Dp 1289

[pwildber]

Summary

• Added support for Jeff on-prem setup via one-click installation
• Extended the upgrade process to optionally install Jeff during upgrades
• Integrated custom registry configuration options
• Refactored compose file handling to use templates
• Updated Podman secrets handling to ensure compatibility with Jeff containers

---

Key Changes

Compose File Management

• Migrated to template-based compose files
  • Templates are copied and rendered at runtime into untracked files
• This avoids issues where:
  • git pull causes merge conflicts
  • Updated compose definitions overwrite or delete local changes
• Previously, compose files were tracked and modified in-place, leading to drift and conflicts

Podman Secrets Handling

• Secrets remain GPG-encrypted at rest
• Changed runtime handling:
  • Before: decrypted into /run/secrets, then loaded into environment variables by containers
  • Now: injected directly as environment variables
• This change resolves an issue where:
  • Jeff-related containers read /run/secrets automatically
  • They encountered encrypted values and could not decrypt them

---

Testing

Comprehensive testing was performed across all supported combinations:

Ubuntu / Docker

Fresh Install

• No Jeff, default registry
• No Jeff, custom registry
• Jeff installed, default registry
• Jeff installed, custom registry

Upgrade

• No Jeff, default registry
• No Jeff, custom registry
• Jeff installed, default registry
• Jeff installed, custom registry

---

RHEL / Podman

Fresh Install

• No Jeff, default registry
• No Jeff, custom registry
• Jeff installed, default registry
• Jeff installed, custom registry

Upgrade

• No Jeff, default registry
• No Jeff, custom registry
• Jeff installed, default registry
• Jeff installed, custom registry

---

Rollback & Upgrade Improvements

• Implemented pre-upgrade backup of the IriusRisk service
• Added restore mechanism of the service during rollback
• Verified rollback behaviour across all scenarios above

[jsanchezIR]

Are we trying a docker/podman login before install (ensure) the packages then here? (if Custom registry)

I may be wrong but seems we are calling prompt_registry_settings before install the packages at one-click.sh

[pwildber]

Correct.
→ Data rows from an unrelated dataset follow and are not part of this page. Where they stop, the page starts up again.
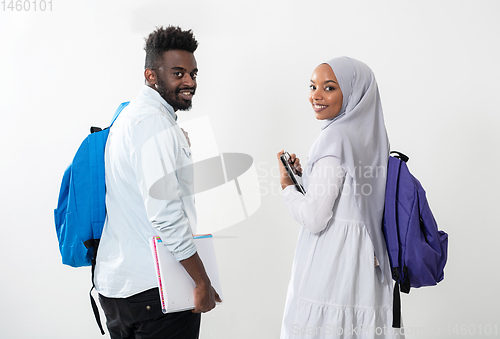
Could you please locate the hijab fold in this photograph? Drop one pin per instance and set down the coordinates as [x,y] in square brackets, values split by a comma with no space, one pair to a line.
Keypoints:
[357,136]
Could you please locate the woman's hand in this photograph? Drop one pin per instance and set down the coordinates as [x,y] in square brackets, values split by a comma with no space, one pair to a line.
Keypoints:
[295,163]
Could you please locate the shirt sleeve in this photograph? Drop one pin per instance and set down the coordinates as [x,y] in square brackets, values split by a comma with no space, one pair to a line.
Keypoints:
[315,209]
[155,159]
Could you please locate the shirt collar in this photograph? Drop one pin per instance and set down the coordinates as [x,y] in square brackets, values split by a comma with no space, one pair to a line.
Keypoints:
[152,93]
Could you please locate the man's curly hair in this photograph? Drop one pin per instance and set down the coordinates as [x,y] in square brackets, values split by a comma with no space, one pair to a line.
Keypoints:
[167,39]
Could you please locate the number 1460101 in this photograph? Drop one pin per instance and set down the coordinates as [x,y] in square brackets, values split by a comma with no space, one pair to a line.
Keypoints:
[27,5]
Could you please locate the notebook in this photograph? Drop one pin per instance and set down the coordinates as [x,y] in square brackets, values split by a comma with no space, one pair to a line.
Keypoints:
[175,284]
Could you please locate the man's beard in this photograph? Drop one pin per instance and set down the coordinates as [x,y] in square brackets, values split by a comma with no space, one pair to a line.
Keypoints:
[172,97]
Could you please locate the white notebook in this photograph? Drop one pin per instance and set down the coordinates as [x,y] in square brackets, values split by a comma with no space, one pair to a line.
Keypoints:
[175,284]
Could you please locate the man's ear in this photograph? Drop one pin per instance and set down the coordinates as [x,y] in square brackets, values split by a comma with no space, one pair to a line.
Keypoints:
[150,76]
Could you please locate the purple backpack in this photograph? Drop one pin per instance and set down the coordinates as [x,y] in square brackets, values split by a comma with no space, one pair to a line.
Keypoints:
[417,249]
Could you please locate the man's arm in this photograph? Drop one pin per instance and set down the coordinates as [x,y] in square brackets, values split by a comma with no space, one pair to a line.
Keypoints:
[205,295]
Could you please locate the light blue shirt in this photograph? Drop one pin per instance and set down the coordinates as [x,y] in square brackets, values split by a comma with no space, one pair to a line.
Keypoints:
[149,192]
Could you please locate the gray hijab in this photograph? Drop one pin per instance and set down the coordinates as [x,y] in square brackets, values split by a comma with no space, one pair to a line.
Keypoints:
[357,136]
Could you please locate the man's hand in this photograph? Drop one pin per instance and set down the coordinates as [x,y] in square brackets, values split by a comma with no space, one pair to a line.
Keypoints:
[205,298]
[204,294]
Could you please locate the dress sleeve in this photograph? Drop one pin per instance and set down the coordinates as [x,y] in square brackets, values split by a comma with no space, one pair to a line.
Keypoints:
[315,209]
[155,157]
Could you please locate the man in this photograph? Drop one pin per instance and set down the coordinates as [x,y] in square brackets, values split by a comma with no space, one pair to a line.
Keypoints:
[148,193]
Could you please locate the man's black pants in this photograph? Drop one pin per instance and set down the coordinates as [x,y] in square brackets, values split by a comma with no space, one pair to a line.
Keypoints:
[140,317]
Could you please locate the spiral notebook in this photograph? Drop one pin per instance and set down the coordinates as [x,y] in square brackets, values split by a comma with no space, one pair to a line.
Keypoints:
[175,284]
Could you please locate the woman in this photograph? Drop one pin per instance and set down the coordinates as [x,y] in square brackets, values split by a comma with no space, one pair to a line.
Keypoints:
[341,282]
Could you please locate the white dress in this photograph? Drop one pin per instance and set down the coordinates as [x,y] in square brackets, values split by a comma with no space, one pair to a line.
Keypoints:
[335,291]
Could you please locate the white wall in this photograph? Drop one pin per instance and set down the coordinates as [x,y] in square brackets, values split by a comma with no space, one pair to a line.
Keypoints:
[436,65]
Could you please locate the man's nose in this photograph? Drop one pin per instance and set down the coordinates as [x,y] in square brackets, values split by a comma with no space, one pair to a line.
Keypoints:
[188,81]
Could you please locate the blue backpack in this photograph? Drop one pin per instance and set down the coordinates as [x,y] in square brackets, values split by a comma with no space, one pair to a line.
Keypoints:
[81,207]
[417,249]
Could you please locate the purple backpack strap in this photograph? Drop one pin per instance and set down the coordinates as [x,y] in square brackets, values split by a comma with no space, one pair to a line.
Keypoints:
[391,233]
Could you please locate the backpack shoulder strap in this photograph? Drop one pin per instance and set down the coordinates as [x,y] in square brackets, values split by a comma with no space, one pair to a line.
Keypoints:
[392,233]
[118,111]
[390,215]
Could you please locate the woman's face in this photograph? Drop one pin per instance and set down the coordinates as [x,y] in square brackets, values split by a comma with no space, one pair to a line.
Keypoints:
[325,96]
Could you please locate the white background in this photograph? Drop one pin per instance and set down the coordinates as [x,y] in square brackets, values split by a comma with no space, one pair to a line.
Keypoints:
[436,63]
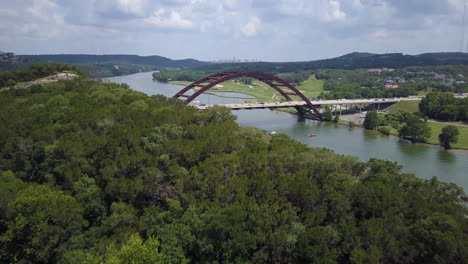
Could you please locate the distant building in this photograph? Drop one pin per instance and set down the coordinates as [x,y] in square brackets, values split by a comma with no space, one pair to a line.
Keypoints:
[379,71]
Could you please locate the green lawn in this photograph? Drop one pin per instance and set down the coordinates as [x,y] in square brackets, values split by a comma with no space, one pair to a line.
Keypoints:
[407,106]
[263,92]
[312,88]
[436,128]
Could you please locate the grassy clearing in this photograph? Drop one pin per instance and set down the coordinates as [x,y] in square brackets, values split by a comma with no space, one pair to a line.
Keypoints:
[436,129]
[311,87]
[407,106]
[263,92]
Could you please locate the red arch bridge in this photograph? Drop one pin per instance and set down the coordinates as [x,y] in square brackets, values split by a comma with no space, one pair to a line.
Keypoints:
[283,87]
[304,106]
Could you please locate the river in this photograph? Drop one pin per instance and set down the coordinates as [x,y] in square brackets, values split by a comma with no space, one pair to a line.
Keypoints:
[425,161]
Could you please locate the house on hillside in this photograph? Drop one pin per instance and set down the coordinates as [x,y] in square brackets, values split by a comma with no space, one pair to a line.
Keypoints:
[391,86]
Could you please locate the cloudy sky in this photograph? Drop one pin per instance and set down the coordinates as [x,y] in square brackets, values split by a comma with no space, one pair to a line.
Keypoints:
[272,30]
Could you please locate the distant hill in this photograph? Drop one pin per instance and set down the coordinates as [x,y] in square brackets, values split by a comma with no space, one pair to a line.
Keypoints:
[349,61]
[157,61]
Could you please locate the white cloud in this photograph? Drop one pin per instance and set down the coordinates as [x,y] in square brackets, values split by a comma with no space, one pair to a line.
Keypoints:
[162,18]
[134,7]
[252,27]
[7,12]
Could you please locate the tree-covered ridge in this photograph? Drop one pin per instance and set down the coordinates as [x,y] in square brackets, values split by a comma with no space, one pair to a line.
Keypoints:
[97,173]
[444,106]
[35,71]
[353,60]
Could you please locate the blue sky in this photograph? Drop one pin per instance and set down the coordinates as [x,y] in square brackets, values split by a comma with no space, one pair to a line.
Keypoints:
[270,30]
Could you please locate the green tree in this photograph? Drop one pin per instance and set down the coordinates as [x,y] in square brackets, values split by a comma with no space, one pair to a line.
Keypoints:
[42,221]
[328,115]
[415,130]
[88,194]
[448,136]
[372,120]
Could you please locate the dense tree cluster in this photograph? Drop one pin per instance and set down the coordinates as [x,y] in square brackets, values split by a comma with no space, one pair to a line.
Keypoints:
[35,71]
[97,173]
[409,126]
[448,136]
[444,106]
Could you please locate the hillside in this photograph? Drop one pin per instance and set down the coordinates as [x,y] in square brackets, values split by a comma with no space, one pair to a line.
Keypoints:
[349,61]
[97,173]
[158,61]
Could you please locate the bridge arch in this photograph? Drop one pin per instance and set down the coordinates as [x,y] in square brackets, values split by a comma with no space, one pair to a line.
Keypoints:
[276,83]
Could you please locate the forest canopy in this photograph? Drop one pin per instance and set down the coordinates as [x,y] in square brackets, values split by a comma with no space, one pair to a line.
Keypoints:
[93,173]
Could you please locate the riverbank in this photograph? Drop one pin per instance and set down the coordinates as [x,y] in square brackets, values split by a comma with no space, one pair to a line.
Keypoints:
[424,160]
[263,92]
[435,126]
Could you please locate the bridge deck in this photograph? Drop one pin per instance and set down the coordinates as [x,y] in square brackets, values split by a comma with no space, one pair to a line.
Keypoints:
[302,103]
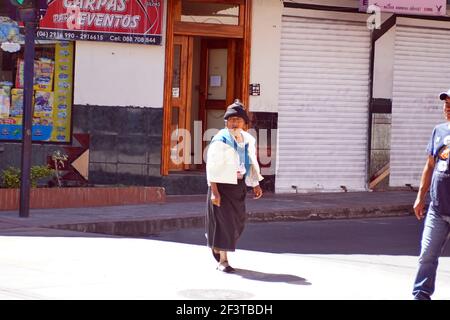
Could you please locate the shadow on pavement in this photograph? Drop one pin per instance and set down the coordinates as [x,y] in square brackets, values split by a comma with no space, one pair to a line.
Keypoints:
[376,236]
[270,277]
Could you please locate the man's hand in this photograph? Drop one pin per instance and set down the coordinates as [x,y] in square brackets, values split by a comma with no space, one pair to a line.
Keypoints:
[419,206]
[215,198]
[257,191]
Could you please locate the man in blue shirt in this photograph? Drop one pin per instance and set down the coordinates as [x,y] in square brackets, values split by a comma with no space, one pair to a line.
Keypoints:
[436,178]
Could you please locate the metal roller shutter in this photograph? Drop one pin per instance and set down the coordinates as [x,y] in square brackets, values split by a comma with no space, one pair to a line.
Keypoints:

I changed it so that you set a custom registry once and it used for all images, given that if our clients aren't allowed to use public repositories and must use an internal one, they aren't going to select yes on using the default public postgres image repository. That being the case, we need to log in to said registry immediately so that if the client chooses to install postgres on the same server, it can be pulled from the custom registry, and if they choose to set up Jeff, they can pull the redis image from their own registry.

[pwildber]

Oh hang on I may have misread you, let me check something.

[pwildber]

I've moved the registry prompt and update_compose_image_placeholders call to after dependencies are installed and before we set up Postgres. Quick test with docker, working correctly.

[jsanchezIR]

One more thing, just to be sure before approval

Do we need to define COMPOSE_OVERRIDE here before the first compose down?

Great work as always, every time I get more vertigo with this repo :)

[pwildber]

Good catch, I had to move it around to accommodate Jeff but missed this. It still worked as the down command evaulates to just docker-compose down. I've pushed a commit to compute the pre-rollback down command and then the post rollback/file restoration down command, and tested with docker.